The first is that gay marriage evangelists are ready to take advantage of that clause in the Constitution (the "full faith and credit" clause) that requires individual states to respect legislation and judicial findings of other states in respect of citizens of those states. A couple who are married in the state of Virginia must be treated, when traveling in Wisconsin, as married. The Constitution (Article IV) does say that "Congress may by general laws prescribe the manner in which such acts, records and proceedings shall be proved, and the effect thereof."
That authority of Congress here is presumably evidentiary, not substantive. Certainly that position will be taken by those who will be citing Article IV as requiring every state to acknowledge as a marriage anything so deemed by the judiciary of the state of Vermont. One might rest easy at the prospect of Vermonters proceeding with their own tribal laws, but of course it would not be so. The Reno, Nev., formula would surely happen again. In the '30s, people who wanted to be divorced, even though the laws in the state where they lived wouldn't grant a divorce, traveled to Reno and came back with their full-faith-and-credit divorces.

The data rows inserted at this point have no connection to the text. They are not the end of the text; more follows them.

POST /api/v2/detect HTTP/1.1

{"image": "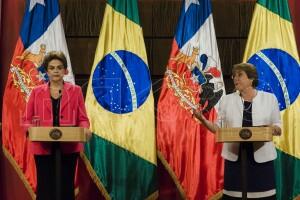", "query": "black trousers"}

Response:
[34,153,79,200]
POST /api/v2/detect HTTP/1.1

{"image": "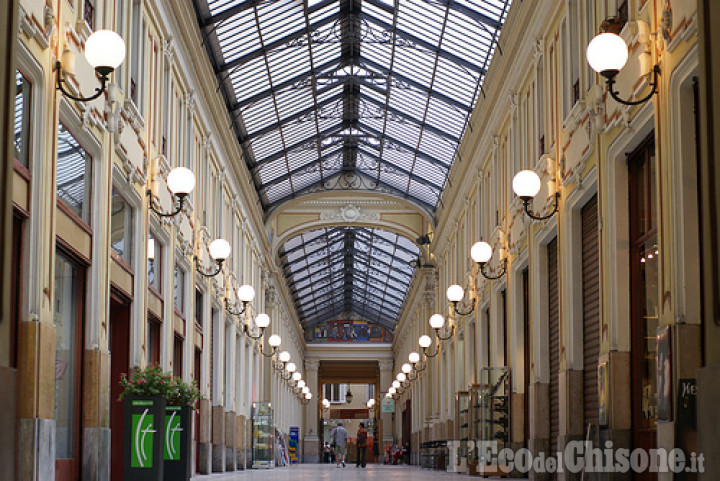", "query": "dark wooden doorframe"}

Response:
[55,248,90,481]
[628,134,658,481]
[109,289,130,481]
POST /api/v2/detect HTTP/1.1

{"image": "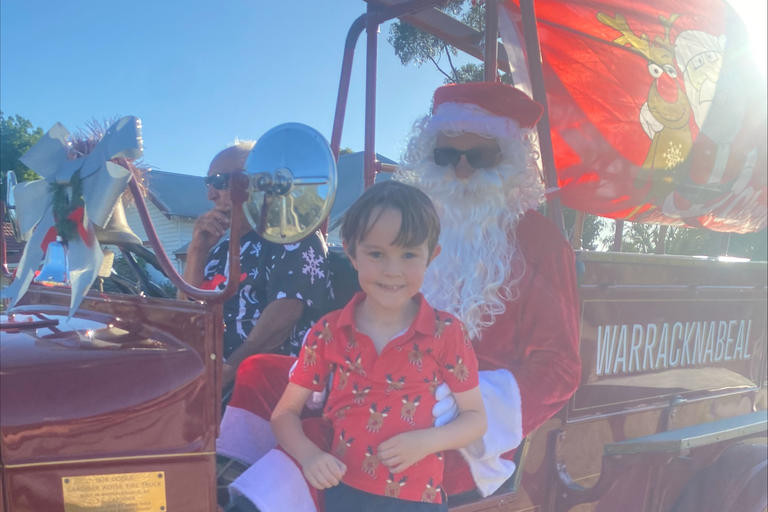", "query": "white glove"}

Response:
[432,382,459,427]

These stratagems for avoiding the law in the state in which you live are challenged as never before by that juggernaut determined to go all the way with the license given by the Supreme Court's Lawrence decision, illegitimizing de jure anti-gay legislation. The idiomatic compression of the legal argument would read: Since they can have sex, why can't they marry?
Conservatives correctly tend to back off from such amendments. It is correct that amendments have frequently been proposed in the past to advance tactical objectives, among them the protection of the flag against desecration. But the test now should be framed differently. It is: How does a self-governing republic proceed with a judiciary that has taken to writing basic laws?
Privacy advocates are perfectly free to reason that somehow, implicit in the "spirit" of the Constitution, there is something that permits the destruction of fetal life in deference to the private rights of women. But that is on the order of saying that somewhere in the bowels of Christianity there must be some inchoate provision against consigning anybody to hellfire. Such a position might be taken, pleading the infinite exercise of God's love. But it lieth not in any Christian catechism, no more in any constitutional document that abortion is an absolute prerogative of a putative mother.
The necessary amendment need go no further, nor should go any further, than to limit the application of the full-faith-and-credit clause to exclude any requirement to abide by laws or judicial findings authorizing same-sex marriage. If individual states wish to authorize civil unions between members of the same sex, they would be free to do so, but not free to plead immunities particular to their own state as extending to all 50 states.
This is a tough one for President Bush. But we usefully remind ourselves that the vote of the executive is irrelevant in constitutional amendments. The (required) two-thirds vote of the two branches of the legislature are outside the reach of a presidential veto. But, running for re-election, Mr. Bush's leadership in promoting this defense of marriage would figure prominently in the campaign for approval by three-quarters of the state legislatures.